Once, the essential matrix of an image pair is obtained, it can be used to recover the relative pose between the two views:

cv::Mat rotation, translation;
int numValidPoints = cv::recoverPose(essentialMat, inliers1, inliers2, cameraMat, rotation, translation, inlierMask);

The result of this operation is a rotation matrix and a translation vector that represent the transformation from the picture with inliers1 and the picture with inliers2. It is important to note, however, that the scale of that transformation is unknown. Without any additional knowledge, the cameras could be far away, observing a huge landscape, or close together and observing a miniature one. The rotation matrix stays the same in both scenarios but the translation vector length would change. For this reason, OpenCV just returns a unit-length translation vector here, and lets the developer scale it accordingly.

In the video above, you can see pictures from the publicly available Tsukuba Stereo Dataset. This dataset is ideal for demonstrating this structure-from-motion approach because it is completely synthetic. In a real-world scenario, the scaling factor has to be determined by using fixed markers in the scenery with known positions. In this dataset, however, the camera parameters (the camera matrix as well as the actual camera pose) are known and can be used to scale the translation vectors.

double scale = cv::norm(groundtruth.translation());
translation *= scale;

Doing this with all the frames that were shown in the video above, the resulting path looks like this:

The white line shows the actual trajectory while the red line represents the recovered poses (scaled with the ground truth translations).

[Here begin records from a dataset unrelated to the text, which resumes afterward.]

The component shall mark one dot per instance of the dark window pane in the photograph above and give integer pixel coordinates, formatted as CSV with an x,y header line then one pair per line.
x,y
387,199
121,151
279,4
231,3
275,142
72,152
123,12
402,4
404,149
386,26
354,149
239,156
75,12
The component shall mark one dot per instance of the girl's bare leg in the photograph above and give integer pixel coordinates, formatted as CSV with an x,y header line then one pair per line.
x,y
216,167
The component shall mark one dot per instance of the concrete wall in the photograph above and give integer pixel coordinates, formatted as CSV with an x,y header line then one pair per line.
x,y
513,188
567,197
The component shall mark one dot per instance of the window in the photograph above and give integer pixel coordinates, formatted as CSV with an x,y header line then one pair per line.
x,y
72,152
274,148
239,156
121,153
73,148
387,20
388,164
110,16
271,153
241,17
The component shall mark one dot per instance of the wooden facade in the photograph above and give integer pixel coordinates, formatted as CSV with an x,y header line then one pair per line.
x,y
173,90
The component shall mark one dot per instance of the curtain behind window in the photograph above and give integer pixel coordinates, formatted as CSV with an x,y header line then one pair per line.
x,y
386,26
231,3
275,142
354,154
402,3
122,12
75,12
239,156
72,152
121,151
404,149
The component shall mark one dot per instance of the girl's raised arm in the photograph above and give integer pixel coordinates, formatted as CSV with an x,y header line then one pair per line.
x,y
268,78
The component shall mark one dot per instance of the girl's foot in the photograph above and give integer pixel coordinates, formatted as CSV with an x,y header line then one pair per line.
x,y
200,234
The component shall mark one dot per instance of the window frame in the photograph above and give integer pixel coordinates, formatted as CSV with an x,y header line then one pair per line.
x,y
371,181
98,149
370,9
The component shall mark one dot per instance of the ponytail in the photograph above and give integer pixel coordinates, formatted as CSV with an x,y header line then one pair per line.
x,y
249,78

This result was obtained using the method above on the first 90 frames of the dataset. The 3D coordinate system shows the position of the first frame and has axes that are 10cm long.

Bundle Adjustment

The results are not really accurate and get worse, the further the matched camera views are apart from each other. This is the result of numerical inaccuracies and inaccurate key point positions. Instead of just estimating the transformations from the first frame to each of the subsequent frames, the whole data set could be viewed as a global optimization problem. Key points that were used in the first image pair are probably also visible in subsequent frames. By estimating the 3D location of those points and optimizing the camera poses of all views, the results can be improved significantly:

  • \(\frac{1}{2} \sum_i \sum_j | z_{ij} - h(T_i, p_j) |^2\)

This formula describes this problem as least squares optimization. The idea is to iterate over all images (index \(i\)) and all 3D points \(p_j\) and optimize the camera poses \(T_i\) such that the reprojected image points \(h(T_i, p_j)\) and the actually observed image points \(z_{ij}\) are as close as possible. OpenCV offers a structure-from-motion module that allows developers to do such an optimization using the function cv::sfm::reconstruct(). Unfortunately, it is not considered to be a core functionality and is still in early development. For this reason, it usually isn't included by default which means that OpenCV has to be compiled manually to be able to use it.

A more reasonable approach would be, to choose dedicated frameworks for that task. The least squares problem could be formulated manually using an optimization framework like Ceres. Alternatively, a specialized framework like OpenMVG can be used to do all the structure-from-motion steps internally. There are also freely available software solutions with User-interfaces that can do bundle adjustments for a specified set of pictures. The most popular free ones seem to be COLMAP and Meshroom. In the screenshot below, you can see the results that can be achieved on the same data set with COLMAP without any parameter tuning.

In this screenshot, you can not only see an improved camera trajectory (the red markers) but also all the key points in 3D space that were used for the adjustment process. With parameter tuning and additional pictures, the result can be improved even further which highlights the advantage of the global optimization approach.